O sossego

Data 25/07/2023 14:34:44 | Tópico: Poemas

escreveu o Silveira em https://www.luso-poemas.net/modules/ne ... ticle.php?storyid=368262:

"Noutro dia, no 'balance' da cadeira de vime da varanda, logo após o crepúsculo, quando o lampião ainda emitia luz fraca e fria, uma magestosa mariposa insistia voar rodiando a cuba de vidro, poucos minutos após, exausta e desidratada, caiu morta no chão ripado, a seguir, fora devorada por uma lagartixa; parece-me que é contumaz esses répteis ficarem a espreita debaixo dos lampiões - não lamentei - vida que segue."

ZESILVEIRADOBRASIL

daqui vem:

O sossego

Balançava o sossego, sentado na cadeira de vime da varanda. O sol já se punha e o horizonte, vermelho, previa o calor da jornada que estava para vir. As mãos, mães de calos, e os seus dedos, filhos sólidos, enrolavam com suavidade o tabaco na mortalha amarelada. As lâmpadas, de fraca luz, quase sumida, atraía as traças, os mosquitos e outros bichos que faziam as delicias da gorda que se acoitava na teia. Aquela mariposa maior, aquela que não se cansava de abalroar o vidro do pequeno lampião de parede, não cabia na armadilha da patuda. Tanta insistência daria, de certeza, em ocaso.
Deu.
Exausta e de asas secas caiu redonda no chão de tábuas mal afagadas. As lagartixas não perdoam teimosias. Lá estava uma que, paciente, aguardava o desfecho. A espera compensa.
- É assim que o mundo roda, não é? - perguntou o sossego ao neto atento.
O pequeno não respondeu mas olhou para o avô com os olhos bem abertos para depois voltar a olhar para a lagartixa, já muito menos esguia.
O velho acendeu o cigarro, pegou na garrafa da aguardente, e suspirou descansado enquanto a entornava para o copo. O miúdo, aninhado na cadeira com o avô, adormeceu seguro, longe das agruras do mundo.
"Só por isto já vale a pena chegar vivo ao fim do dia", pensava sossegado na gasta cadeira de vime.

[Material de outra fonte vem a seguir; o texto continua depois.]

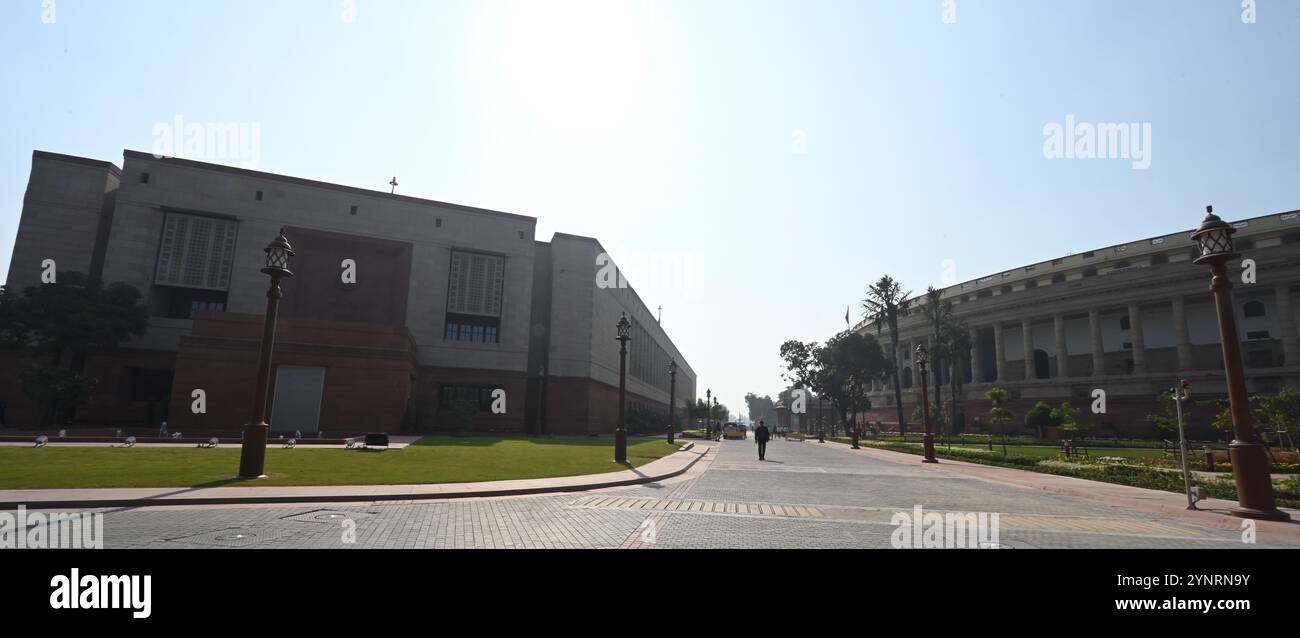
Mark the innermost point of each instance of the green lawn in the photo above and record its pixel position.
(430, 460)
(1053, 452)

O dia seguinte apareceu perto das seis. As cegonhas faziam-se ouvir nos muitos ninhos à volta. Era altura dos ratos do campo e das rãs começarem a ter medo.
Lá longe o campo esperava. O miúdo dormia com cara de anjo e o avô ganhava energias cada vez que olhava para ele. Não havia bruteza antes sair de casa. Até as tábuas mal afagadas do chão da varanda evitavam responder ao peso das botas para que não houvesse desassossego. Não fosse a criança acordar.

No outro lado do mundo havia gente a matar gente, gente a morrer porque fugia de gente que queria matar gente e gente que matava gente por se balançar sossegadamente numa cadeira de vime com os bichos e os netos.

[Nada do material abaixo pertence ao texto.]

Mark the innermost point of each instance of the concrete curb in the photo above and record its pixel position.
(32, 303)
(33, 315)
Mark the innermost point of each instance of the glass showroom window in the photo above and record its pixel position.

O velho regressou da jorna. Os cães em festa com o miúdo a tentar acompanhá-los saltaram-lhe para os braços firmes, naturais de quem tem mãos, mães de calos, e os seus dedos são filhos sólidos.
A janta foi farta e depois veio a cadeira de vime, a velha cadeira de vime. O sossego aquietou-se com todos os seus companheiros, o cigarro e a aguardente.

Ali ainda ninguém se matava. Só havia bichos voadores e gordas nas teias e lagartixas espertas.